UNICEF and global partners define an orphan as a child who has lost one or both parents. By this definition there were over 132 million orphans in sub-Saharan Africa, Asia, Latin America and the Caribbean in 2005. This large figure represents not only children who have lost both parents, but also those who have lost a father but have a surviving mother or have lost their mother but have a surviving father.
Of the more than 132 million children classified as orphans, only 13 million have lost both parents. Evidence clearly shows that the vast majority of orphans are living with a surviving parent grandparent, or other family member. 95 percent of all orphans are over the age of five.

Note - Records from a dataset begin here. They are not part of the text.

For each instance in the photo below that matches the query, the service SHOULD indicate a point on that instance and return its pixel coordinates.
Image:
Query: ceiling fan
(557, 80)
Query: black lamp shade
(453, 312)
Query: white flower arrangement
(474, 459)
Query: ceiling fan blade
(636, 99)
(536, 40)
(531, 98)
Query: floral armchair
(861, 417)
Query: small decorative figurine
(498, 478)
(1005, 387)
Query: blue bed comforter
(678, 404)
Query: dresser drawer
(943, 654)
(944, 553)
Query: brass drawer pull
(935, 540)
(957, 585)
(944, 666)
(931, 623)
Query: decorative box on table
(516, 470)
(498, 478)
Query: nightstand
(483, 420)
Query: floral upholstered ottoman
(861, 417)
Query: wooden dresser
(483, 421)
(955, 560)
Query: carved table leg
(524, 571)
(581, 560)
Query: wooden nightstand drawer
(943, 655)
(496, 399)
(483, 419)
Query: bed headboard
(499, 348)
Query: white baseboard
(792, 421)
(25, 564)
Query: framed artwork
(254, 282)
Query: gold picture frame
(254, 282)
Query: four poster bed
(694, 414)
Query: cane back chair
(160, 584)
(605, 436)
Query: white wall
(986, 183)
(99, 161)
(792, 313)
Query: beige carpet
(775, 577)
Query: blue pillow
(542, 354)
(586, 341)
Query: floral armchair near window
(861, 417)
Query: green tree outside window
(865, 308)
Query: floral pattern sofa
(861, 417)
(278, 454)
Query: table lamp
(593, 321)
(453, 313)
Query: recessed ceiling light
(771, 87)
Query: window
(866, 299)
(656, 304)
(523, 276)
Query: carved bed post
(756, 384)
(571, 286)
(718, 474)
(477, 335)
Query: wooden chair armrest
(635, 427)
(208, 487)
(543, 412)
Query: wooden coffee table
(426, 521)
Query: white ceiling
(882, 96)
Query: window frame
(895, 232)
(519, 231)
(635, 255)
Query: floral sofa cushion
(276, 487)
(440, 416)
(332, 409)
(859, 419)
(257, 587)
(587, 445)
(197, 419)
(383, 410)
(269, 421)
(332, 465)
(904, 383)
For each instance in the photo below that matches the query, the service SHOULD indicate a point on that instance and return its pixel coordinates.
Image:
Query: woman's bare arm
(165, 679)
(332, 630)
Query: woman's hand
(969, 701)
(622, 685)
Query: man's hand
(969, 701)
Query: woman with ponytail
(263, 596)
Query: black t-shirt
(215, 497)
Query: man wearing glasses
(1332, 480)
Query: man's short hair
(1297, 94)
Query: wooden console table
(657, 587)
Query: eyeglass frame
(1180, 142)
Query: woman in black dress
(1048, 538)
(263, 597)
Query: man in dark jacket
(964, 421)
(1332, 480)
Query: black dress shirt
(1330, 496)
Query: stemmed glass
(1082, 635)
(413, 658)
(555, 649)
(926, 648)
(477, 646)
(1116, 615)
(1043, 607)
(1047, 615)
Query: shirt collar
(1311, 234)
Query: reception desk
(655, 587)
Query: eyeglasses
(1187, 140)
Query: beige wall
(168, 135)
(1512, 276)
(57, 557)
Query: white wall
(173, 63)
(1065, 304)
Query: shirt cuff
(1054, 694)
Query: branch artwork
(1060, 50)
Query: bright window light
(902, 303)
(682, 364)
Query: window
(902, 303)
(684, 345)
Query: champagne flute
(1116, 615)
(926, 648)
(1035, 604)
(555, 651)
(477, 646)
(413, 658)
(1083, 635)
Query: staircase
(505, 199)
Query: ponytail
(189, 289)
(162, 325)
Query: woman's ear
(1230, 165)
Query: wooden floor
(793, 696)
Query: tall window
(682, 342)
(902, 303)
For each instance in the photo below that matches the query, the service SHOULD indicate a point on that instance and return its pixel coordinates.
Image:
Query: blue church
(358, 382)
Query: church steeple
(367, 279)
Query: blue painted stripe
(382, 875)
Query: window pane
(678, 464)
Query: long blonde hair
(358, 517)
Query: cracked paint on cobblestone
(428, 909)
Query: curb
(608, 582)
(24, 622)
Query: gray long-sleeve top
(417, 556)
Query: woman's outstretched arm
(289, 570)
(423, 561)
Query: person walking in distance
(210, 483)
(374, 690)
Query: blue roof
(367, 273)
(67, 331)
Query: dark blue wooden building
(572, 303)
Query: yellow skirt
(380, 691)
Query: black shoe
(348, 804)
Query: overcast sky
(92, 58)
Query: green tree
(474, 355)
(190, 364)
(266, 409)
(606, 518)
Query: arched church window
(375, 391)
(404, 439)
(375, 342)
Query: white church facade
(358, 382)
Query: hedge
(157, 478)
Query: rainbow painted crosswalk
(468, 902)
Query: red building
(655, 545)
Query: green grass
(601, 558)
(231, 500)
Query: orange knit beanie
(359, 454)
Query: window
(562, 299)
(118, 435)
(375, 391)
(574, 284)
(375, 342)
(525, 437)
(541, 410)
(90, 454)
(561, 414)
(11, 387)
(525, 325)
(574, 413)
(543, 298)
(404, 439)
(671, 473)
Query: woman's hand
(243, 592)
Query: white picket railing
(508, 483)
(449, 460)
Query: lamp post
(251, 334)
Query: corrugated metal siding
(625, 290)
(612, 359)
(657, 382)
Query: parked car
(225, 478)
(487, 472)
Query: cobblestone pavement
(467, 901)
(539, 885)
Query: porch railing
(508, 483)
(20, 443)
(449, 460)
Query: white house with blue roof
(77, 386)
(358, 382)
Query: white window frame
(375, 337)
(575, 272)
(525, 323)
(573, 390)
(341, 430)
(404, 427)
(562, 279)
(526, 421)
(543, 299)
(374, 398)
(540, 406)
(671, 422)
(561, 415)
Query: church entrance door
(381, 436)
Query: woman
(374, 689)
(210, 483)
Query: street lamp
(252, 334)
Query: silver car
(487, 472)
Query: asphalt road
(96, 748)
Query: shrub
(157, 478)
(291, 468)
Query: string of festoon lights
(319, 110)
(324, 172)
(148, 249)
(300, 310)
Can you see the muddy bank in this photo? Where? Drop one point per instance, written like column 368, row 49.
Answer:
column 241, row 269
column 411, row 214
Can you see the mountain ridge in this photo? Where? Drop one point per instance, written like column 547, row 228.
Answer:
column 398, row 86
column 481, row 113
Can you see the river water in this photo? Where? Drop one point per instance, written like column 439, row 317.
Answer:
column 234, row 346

This definition contrasts with concepts of orphan in many industrialized countries, where a child must have lost both parents to qualify as an orphan. UNICEF and numerous international organizations adopted the broader definition of orphan in the mid-1990s as the AIDS pandemic began leading to the death of millions of parents worldwide, leaving an ever increasing number of children growing up without one or more parents. So the terminology of a ‘single orphan’ – the loss of one parent – and a ‘double orphan’ – the loss of both parents – was born to convey this growing crisis.
However, this difference in terminology can have concrete implications for policies and programming for children. For example, UNICEF’s ‘orphan’ statistic might be interpreted to mean that globally there are 132 million children in need of a new family, shelter, or care. This misunderstanding may then lead to responses that focus on providing care for individual children rather than supporting the families and communities that care for orphans and are in need of support.
In keeping with this and the agency’s commitment to adapt to the evolving realities of the AIDS crisis, UNICEF commissioned an analysis of population household surveys across 36 countries. Designed to compare current conditions of orphans and non-orphans, the global analysis suggests we should further expand our scope, focusing less on the concept of orphanhood and more on a range of factors that render children vulnerable. These factors include the family's ownership of property, the poverty level of the household, the child’s relationship to the head of the household, and the education level of the child’s parents, if they are living.
In UNICEF’s experience, these are the elements that can help identify both children and their families – whether this term includes living parents, grandparents or other relatives – who have the greatest need for our support.